Dès les années 60’s, à l’aube des processus de mondialisation et des changements qu’ils allaient provoquer sur le monde, James Henderson, chercheur à la University College London, forgeait le terme ‘world studies’ pour adresser l’importance d’ouvrir l’éducation et les apprenant·e·s sur le monde. Approfondissant cette tendance et inspiré notamment par Paulo Freire, Richardson établit dès les années 70’s un cadre pour appréhender les phénomènes globaux, et identifie quatre problèmes principaux qui s’inscrivent à l’échelle du monde : l’environnement, la pauvreté, l’oppression et les conflits.  L’objectif dès le départ est d’inscrire dans les parcours scolaires la promotion de valeurs, de compétences et d’attitudes jugées fondamentales pour vivre en citoyen·ne responsable dans un monde globalisé et interconnecté. Parmi les outils que ces précurseurs de la ‘global education’ proposent pour infuser l’éducation à la citoyenneté mondiale (ECM) dans l’éducation, l’enseignement de l’histoire joue un rôle fondamental. Les cours d’histoire sont vus comme des lieux par excellence où mettre les élèves en contact avec la ‘world history’, c’est-à-dire l’étude des interactions entre peuples, cultures, histoires et trajectoires, et la conscience que ces rencontres forment la trame de l’histoire commune de l’humanité. En résumé, l’enseignement de l’histoire est vu comme un levier pour développer chez les étudiant·e·s une conscience de l’interdépendance.

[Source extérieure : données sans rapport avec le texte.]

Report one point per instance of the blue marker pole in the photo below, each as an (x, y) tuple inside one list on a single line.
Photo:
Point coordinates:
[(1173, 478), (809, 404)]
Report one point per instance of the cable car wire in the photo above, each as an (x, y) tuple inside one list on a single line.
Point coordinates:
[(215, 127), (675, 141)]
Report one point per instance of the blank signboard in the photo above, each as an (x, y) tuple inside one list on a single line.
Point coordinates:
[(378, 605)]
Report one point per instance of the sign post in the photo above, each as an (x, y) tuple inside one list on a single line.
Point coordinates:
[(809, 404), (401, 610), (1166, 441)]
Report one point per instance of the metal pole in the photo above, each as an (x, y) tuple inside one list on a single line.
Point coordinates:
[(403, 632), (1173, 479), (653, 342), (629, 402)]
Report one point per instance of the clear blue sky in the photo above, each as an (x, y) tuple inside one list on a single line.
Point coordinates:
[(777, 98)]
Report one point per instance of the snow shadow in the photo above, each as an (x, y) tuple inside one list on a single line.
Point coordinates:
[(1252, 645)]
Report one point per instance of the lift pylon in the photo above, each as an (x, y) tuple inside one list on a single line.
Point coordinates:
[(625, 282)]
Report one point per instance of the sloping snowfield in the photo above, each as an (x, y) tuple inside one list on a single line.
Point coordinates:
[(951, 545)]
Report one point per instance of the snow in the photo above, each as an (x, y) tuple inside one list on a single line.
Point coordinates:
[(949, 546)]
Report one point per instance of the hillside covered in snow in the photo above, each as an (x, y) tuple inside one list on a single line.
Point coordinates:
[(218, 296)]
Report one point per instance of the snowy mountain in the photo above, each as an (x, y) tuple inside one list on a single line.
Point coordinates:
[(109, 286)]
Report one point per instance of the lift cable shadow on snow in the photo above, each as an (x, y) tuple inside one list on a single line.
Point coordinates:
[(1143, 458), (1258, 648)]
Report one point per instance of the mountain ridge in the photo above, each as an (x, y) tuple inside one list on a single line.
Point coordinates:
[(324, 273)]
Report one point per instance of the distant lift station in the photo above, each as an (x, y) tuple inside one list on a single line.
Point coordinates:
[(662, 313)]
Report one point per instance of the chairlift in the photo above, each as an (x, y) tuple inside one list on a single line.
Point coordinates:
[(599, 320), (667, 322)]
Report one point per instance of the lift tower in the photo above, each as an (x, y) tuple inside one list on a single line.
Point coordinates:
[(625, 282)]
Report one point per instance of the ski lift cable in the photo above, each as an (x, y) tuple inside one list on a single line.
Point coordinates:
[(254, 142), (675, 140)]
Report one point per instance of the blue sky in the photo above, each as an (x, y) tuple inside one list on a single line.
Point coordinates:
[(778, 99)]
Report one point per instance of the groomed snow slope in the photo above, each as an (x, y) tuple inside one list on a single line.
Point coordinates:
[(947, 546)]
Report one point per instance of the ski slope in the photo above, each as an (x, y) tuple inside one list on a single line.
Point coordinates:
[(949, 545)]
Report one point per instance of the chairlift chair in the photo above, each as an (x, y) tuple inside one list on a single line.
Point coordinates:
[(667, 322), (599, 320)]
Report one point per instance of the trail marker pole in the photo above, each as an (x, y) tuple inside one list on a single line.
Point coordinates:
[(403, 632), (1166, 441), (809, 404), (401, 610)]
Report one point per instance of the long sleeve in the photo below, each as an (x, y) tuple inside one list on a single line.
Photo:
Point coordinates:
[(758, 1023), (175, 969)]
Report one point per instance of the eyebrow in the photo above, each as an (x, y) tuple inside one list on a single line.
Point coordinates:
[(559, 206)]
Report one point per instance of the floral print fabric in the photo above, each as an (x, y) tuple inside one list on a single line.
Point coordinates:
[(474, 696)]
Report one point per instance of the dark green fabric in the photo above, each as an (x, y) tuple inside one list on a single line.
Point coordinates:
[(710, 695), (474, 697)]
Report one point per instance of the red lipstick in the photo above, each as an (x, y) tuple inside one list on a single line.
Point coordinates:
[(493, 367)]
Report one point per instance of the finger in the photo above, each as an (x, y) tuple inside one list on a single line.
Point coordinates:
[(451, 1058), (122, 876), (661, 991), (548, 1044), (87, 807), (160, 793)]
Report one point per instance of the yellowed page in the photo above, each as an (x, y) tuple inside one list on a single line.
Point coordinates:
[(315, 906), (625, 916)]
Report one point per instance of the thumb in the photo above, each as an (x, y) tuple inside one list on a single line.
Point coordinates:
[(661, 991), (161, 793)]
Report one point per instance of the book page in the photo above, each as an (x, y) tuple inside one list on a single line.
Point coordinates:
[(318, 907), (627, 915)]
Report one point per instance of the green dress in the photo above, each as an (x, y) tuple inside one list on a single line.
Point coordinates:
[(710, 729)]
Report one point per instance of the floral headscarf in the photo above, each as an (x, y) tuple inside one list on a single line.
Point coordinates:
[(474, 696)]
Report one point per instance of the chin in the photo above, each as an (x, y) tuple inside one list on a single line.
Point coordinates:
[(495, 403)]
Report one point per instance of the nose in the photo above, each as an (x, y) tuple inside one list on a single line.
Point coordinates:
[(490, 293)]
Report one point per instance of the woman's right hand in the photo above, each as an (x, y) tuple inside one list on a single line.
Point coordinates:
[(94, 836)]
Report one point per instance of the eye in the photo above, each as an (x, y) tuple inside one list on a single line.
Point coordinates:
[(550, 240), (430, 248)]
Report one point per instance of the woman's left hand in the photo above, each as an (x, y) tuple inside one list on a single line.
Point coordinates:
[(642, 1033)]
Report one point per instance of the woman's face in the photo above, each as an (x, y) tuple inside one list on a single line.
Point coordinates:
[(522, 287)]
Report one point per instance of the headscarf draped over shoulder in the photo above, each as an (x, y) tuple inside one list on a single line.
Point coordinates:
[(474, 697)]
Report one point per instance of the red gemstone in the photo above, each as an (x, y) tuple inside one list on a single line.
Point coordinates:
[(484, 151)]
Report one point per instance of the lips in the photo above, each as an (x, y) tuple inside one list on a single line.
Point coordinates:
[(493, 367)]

Au cœur de cette idée réside aussi une approche de l’histoire comme complexité, prétendant s’éloigner d’un ‘narratif du vainqueur’, marqué le plus souvent par un ethno-centrisme bien différent des réalités historiques.

Ainsi, dès le départ la relation entre histoire et ECM est centrale dans la pensée des précurseurs de la ‘global education’.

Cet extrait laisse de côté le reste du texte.